1. First add appropriate print statement to show the item/element, hash function number, the returned hash value and the content of the bloom filter. This report can be called as a Simulation Table.

In [30]:

bf = BloomFilter(12, 5)
bf.add("hello")
bf.add("world")
print("\n")
print("hello" in bf)  # True
print("world" in bf)  # True
print("foo" in bf)    # False

Item	Hash_Function_Number	  Hash_Value	Bloom_Filter
hello		0			4	bitarray('000000000000')
hello		1			11	bitarray('000010000000')
hello		2			8	bitarray('000010000001')
hello		3			4	bitarray('000010001001')
hello		4			11	bitarray('000010001001')
world		0			5	bitarray('000010001001')
world		1			6	bitarray('000011001001')
world		2			7	bitarray('000011101001')
world		3			2	bitarray('000011111001')
world		4			2	bitarray('001011111001')


True
True
False


2. Second generate a case of false positive. Explain the formula or the method you have used to generate this case.
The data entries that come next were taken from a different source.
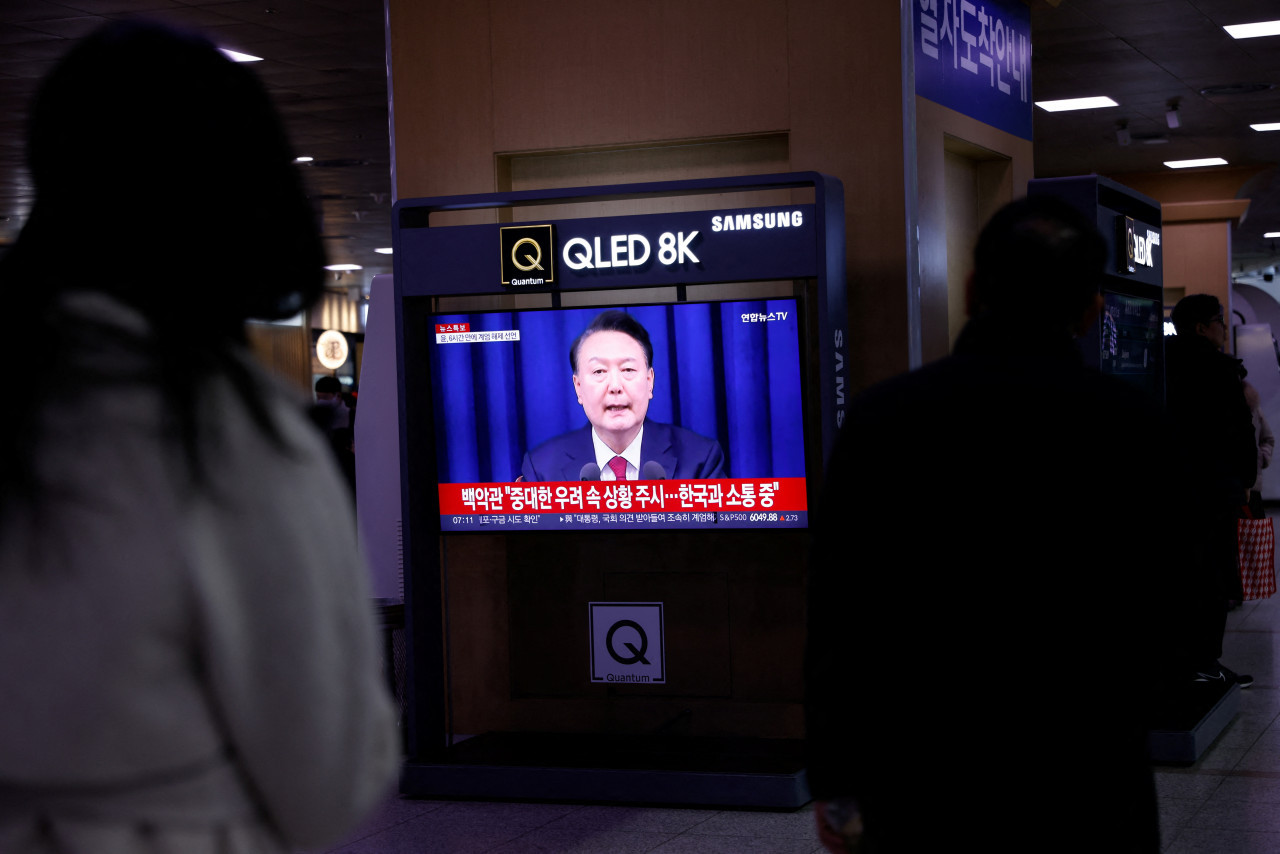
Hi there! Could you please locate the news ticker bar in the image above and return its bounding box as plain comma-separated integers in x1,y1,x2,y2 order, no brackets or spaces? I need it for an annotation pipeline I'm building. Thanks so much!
439,478,809,516
439,478,809,530
440,510,809,533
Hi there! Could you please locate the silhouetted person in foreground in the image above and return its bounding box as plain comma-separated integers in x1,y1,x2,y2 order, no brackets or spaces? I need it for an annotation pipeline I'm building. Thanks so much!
806,197,1162,854
0,23,398,854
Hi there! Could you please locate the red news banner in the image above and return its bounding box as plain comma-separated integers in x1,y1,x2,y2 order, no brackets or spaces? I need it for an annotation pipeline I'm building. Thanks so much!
439,478,808,530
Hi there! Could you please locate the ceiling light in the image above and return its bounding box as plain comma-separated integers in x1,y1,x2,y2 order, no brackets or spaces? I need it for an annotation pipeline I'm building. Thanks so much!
1222,20,1280,38
1036,95,1120,113
218,47,262,63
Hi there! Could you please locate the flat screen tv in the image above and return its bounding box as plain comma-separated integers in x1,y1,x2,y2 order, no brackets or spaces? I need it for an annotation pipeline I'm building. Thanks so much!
422,298,808,533
1098,291,1165,398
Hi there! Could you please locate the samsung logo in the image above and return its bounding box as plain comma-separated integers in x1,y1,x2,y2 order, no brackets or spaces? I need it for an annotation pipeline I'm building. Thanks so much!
712,210,804,232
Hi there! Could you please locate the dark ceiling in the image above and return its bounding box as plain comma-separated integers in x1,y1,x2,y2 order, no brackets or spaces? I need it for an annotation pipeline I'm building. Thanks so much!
0,0,1280,295
1032,0,1280,282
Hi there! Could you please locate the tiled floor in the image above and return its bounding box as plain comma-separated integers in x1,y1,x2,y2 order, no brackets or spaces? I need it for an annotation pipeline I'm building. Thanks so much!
332,524,1280,854
1156,588,1280,854
318,799,823,854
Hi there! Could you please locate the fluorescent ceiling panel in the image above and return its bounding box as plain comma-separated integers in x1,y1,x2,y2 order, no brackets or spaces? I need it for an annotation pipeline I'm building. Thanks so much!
1222,20,1280,38
1036,95,1120,113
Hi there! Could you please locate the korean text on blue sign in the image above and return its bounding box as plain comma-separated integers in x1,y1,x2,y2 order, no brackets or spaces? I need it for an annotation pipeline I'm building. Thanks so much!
911,0,1033,140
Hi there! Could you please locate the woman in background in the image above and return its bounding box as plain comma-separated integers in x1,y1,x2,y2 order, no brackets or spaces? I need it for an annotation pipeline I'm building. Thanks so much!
0,22,397,854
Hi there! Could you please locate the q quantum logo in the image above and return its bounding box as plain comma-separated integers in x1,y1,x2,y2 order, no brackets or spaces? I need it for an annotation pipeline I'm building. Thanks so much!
499,225,556,288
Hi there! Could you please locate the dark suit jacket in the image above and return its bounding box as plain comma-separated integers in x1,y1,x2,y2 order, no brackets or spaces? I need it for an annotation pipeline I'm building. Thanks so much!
805,311,1170,854
520,419,730,481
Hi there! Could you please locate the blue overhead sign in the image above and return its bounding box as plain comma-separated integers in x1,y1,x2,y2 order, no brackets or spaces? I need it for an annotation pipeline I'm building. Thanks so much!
911,0,1033,140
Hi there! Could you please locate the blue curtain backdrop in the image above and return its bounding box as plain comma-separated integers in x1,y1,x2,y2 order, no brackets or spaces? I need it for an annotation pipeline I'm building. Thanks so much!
431,300,805,483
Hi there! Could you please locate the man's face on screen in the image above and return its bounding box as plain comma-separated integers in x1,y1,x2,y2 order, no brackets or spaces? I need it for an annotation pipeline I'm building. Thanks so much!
573,330,653,452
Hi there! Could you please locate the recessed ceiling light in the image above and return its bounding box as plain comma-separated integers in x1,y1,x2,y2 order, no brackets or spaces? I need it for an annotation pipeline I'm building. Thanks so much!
1165,157,1226,169
218,47,262,63
1036,95,1120,113
1222,20,1280,38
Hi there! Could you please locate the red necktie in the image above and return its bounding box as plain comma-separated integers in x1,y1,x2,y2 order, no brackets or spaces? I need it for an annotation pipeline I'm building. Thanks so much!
609,457,627,480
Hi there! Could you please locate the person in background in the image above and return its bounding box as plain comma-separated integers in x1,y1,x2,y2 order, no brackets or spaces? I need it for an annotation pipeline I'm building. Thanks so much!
1244,380,1276,519
1165,293,1258,688
0,20,398,854
805,197,1169,854
316,376,351,430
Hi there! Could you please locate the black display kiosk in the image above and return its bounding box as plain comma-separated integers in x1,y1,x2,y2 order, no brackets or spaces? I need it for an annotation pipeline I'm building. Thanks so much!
1027,175,1240,763
394,173,847,808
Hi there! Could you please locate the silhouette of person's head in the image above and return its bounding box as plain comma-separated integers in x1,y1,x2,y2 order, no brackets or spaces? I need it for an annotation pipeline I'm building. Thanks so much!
969,196,1107,328
9,20,324,330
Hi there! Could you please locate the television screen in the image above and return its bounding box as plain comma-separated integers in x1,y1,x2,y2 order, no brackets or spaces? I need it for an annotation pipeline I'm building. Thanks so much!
1098,291,1165,397
428,298,808,531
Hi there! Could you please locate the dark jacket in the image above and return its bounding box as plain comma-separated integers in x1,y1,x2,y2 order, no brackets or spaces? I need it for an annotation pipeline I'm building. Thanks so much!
520,419,730,481
805,316,1162,854
1165,335,1258,508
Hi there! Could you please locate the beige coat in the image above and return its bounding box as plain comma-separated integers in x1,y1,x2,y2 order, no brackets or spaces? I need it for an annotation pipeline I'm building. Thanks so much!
0,296,398,854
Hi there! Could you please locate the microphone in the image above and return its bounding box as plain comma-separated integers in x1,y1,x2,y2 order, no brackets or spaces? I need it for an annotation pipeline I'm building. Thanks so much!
640,460,667,480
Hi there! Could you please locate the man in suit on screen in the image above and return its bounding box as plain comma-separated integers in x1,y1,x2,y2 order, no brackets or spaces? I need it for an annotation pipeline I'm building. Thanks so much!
520,310,730,481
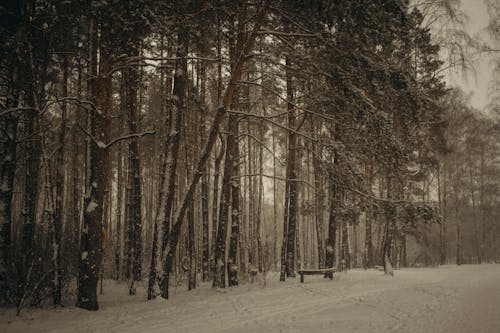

Does it generic enough?
While doing this simulation, the minimum size of the filter is more than 10 and the minimum hash function is 3.

In [33]:

bf = BloomFilter(12, 3)  # Number of Hash function is 3
bf.add("hello")
bf.add("world")

Item	Hash_Function_Number	  Hash_Value	Bloom_Filter
hello		0			4	bitarray('000000000000')
hello		1			11	bitarray('000010000000')
hello		2			8	bitarray('000010000001')
world		0			5	bitarray('000010001001')
world		1			6	bitarray('000011001001')
world		2			7	bitarray('000011101001')


## For example, choose the "nepal" keyword which is present or not in the string.

In [34]:
print("nepal" in bf)    # False Positive Case

True


In [35]:
bf = BloomFilter(12, 5)   # Number of Hash function is 5
bf.add("hello")
bf.add("world")
print("\n")

Item	Hash_Function_Number	  Hash_Value	Bloom_Filter
hello		0			4	bitarray('000000000000')
hello		1			11	bitarray('000010000000')
hello		2			8	bitarray('000010000001')
hello		3			4	bitarray('000010001001')
hello		4			11	bitarray('000010001001')
world		0			5	bitarray('000010001001')
world		1			6	bitarray('000011001001')
world		2			7	bitarray('000011101001')
world		3			2	bitarray('000011111001')
world		4			2	bitarray('001011111001')




In [36]:
print("nepal" in bf)    # False

False


Here, we are checking the presence of the substring "**nepal**" in a given string. In the initial case, with **3 hash functions**, we observe a **False Positive** means **true**, indicating that "**nepal**" is present in the string, even though it is not. This occurrence highlights the susceptibility to **false positives** when using a limited number of hash functions. Conversely, when the number of hash functions is **increased to 5**, the result becomes **false**, demonstrating the impact of the hash function count on result accuracy. Adjusting the **number of hash functions is a key factor** in achieving more reliable outcomes. This method allows us to intentionally generate a False Positive case, emphasizing the significance of selecting an appropriate number of hash functions for accurate substring detection.